2) To be honest I don't know if I'd recommend one over the other - as you say they have different properties and I'm not sure it's possible to say one is 'better' than all the others. In an excellent blog post (http://statisticalhorizons.com/r2logistic), Paul Allison explains why he now doesn't like Nagelkerke's adjustment to Cox and Snell because it's ad-hoc.He then describes yet another recently proposed alternative. Personally, I use McFadden's R2 as it's reported in Stata, but I would generally just use it as a rough indicator of how well I am predicting the outcome.

2. Dear Jonathan,

I really thank you lots for your response. One last precision.
In a multiple linear regression we can get a negative R^2. Indeed, if the chosen model fits worse than a horizontal line (null hypothesis), then R^2 is negative. Now, I have fitted an ordinal logistic regression.
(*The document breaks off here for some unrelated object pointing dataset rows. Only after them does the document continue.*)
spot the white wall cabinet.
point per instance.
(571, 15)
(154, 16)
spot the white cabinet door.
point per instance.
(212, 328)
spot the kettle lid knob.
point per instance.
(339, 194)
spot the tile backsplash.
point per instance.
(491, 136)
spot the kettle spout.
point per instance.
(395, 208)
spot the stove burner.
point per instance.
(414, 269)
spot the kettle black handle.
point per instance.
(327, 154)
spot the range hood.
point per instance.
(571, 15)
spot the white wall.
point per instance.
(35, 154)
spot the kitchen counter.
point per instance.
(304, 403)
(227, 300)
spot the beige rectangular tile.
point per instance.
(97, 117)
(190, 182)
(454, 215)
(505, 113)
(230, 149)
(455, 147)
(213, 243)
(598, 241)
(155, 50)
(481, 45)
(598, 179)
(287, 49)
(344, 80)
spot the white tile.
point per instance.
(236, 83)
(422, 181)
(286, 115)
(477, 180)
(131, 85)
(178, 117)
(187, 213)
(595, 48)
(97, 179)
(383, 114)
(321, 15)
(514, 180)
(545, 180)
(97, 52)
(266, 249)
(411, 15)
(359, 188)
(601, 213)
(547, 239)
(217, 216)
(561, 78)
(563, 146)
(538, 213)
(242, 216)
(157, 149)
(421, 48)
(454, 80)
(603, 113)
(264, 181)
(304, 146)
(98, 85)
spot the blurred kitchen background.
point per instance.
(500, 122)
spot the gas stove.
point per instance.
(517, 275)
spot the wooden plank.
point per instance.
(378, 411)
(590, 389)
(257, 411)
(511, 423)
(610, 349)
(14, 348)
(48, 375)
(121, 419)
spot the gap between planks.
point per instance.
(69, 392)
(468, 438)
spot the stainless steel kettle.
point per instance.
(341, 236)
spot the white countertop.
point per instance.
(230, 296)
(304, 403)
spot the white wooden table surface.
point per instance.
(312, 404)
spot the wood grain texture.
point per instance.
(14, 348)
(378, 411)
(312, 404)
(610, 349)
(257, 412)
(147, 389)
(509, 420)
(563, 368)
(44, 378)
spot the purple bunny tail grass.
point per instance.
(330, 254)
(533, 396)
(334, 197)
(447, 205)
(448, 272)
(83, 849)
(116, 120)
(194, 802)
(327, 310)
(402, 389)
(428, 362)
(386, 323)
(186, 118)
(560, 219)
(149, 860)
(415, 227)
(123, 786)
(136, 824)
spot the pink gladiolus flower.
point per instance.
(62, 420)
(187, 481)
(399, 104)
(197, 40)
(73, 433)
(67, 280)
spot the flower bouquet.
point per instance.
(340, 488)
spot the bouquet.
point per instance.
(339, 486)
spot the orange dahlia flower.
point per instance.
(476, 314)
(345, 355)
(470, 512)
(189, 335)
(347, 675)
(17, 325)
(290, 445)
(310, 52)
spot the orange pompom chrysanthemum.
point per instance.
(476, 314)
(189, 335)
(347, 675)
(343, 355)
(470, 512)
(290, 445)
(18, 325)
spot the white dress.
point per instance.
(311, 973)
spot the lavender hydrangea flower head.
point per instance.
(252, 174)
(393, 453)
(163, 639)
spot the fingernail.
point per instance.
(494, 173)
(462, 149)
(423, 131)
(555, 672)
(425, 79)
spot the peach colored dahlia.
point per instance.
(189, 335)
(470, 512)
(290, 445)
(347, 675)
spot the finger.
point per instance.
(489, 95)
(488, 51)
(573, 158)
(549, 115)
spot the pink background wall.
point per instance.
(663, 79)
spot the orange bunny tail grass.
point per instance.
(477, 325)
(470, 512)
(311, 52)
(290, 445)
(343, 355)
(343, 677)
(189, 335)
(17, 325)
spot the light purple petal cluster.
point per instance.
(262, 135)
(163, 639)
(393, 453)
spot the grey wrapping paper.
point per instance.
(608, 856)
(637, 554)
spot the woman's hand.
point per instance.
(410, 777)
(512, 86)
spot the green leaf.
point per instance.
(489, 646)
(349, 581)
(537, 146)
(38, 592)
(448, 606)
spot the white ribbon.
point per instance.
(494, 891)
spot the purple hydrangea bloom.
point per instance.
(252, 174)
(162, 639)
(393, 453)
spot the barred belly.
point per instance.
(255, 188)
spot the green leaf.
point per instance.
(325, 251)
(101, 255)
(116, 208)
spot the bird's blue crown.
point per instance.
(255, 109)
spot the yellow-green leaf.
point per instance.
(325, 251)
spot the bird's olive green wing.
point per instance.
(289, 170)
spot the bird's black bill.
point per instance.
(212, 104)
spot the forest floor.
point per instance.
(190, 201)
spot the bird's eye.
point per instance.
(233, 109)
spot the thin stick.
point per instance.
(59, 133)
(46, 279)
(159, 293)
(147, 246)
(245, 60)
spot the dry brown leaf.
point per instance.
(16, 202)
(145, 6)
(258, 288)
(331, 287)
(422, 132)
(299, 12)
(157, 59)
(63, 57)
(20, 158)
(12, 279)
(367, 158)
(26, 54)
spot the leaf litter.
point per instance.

I get the Nagelkerke pseudo R^2 =0.066 (6.6%). I use the validate() function from the rms R package to obtain the population corrected index (calculated by bootstrap) and I get a negative pseudo R^2 =-0.0473 (-4.73%). How can we explain that the pseudo R^2 can be negative ?

• In linear regression, the standard R^2 cannot be negative. The adjusted R^2 can however be negative.

If the validate function does what I think (use bootstrapping to estimate the optimism), then I guess it is just taking the naive Nagelkerke R^2 and then subtracting off the estimated optimism, which I suppose has no guarantee of necessarily being non-negative. The interpretation I suppose then for your negative value is that your model doesn't appear to have much (any) predictive ability.